Ou peut-être que si, mais j'ai eu affaire à bien pire pour que tu leur arrives à la cheville dans ce domaine.

Ils se jaugèrent quelques secondes, cherchant lequel flancherait le premier et baisserait les armes. Mais Kyo n'était pas Sheran et jamais le meurtrier ne se laisserait supplanter dans ce domaine. La tension grandissait, le malaise avec elle et l'homme semblait s'en nourrir pour ne pas céder, pour ne pas abandonner cette victoire amère. Jamais il n'accepterait de partir sans un regard, aussi égoïste ce comportement soit-il. Il chérissait chaque instant et en avorter le cours était devenu, au fil des heures, au fil des jours, inenvisageable. Abby avait chancelé lorsque Kyo avait osé proliférer de pareilles accusations. Ses orbes clairs, identiques à celle de Sheran, avaient subi un trouble singulier. Le but était de blesser et, à ce jeu, l'homme qui lui faisait face, était devenu maître. Il n'hésiterait pas un seul instant à poser ses doigts sur la plaie, à remuer le couteau à l'intérieur, à s'accrocher à la moindre forme de vulnérabilité. Il était un prédateur et Abby n'avait pas appris à se protéger de cette espèce rare et mortelle.

— Il-est-où-le-problème ? martela-t-il, d'une voix dangereusement basse.

Les lèvres pincées, Abby semblait décidée à conserver son mutisme autant que possible. Fière et insolente, elle témoignait d'une incertitude délicatement posée à la commissure de sa bouche serrée. L'orgueil la bâillonnait, la muselait, et Kyo décela, dans la faiblesse qui l'avait habituée un court instant, l'étendue de ce qui l'habitait : de la peur.

— Abby, gronda-t-il, certain qu'elle s'apprêtait à lui céder. Si y'a une bonne raison, donne-la-moi et je te suis. Mais réponds-moi, putain !

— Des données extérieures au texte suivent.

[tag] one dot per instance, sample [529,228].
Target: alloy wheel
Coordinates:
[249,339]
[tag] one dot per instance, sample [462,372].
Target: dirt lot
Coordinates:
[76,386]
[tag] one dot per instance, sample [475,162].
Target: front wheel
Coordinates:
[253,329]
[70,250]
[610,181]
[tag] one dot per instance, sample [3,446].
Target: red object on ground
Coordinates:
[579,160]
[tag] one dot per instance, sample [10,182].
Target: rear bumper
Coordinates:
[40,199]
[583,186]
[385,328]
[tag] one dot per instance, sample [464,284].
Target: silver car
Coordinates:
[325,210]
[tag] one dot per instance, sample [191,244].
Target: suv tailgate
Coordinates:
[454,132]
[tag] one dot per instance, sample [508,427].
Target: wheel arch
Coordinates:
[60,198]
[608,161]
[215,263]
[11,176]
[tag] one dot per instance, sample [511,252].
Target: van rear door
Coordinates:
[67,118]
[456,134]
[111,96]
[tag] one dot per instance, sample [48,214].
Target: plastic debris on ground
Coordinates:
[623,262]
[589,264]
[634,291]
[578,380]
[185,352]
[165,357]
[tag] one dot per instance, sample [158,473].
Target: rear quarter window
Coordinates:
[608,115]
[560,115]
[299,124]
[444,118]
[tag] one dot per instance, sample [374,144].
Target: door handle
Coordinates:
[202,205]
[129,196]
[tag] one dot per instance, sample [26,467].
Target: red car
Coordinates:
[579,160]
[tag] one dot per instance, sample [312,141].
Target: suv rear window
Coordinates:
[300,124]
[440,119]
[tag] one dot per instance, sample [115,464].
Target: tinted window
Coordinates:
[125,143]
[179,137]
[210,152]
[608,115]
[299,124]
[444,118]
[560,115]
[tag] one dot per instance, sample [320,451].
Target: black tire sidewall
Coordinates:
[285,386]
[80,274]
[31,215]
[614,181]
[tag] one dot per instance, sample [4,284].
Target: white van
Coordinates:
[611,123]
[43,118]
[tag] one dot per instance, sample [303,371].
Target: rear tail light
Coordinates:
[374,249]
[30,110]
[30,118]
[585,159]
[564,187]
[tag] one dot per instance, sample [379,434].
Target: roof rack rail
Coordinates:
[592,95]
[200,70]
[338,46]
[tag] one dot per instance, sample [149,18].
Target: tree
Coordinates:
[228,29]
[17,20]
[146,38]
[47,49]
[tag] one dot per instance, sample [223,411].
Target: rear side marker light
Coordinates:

— Mon frère ! C'est mon frère, t'entends ? Mon frère, la seule personne qui me reste, et il semblerait que ça ne soit plus juste mon problème !

Alors c'est ça, le problème...

Le début de la confrontation des deux caractères forts de ce roman. Pas encore de grandes étincelles (ou si, peut-être un peu !), ça va se poursuivre sur le prochain chapitre où Abby devrait se dévoiler un peu. Je n'en dis pas plus !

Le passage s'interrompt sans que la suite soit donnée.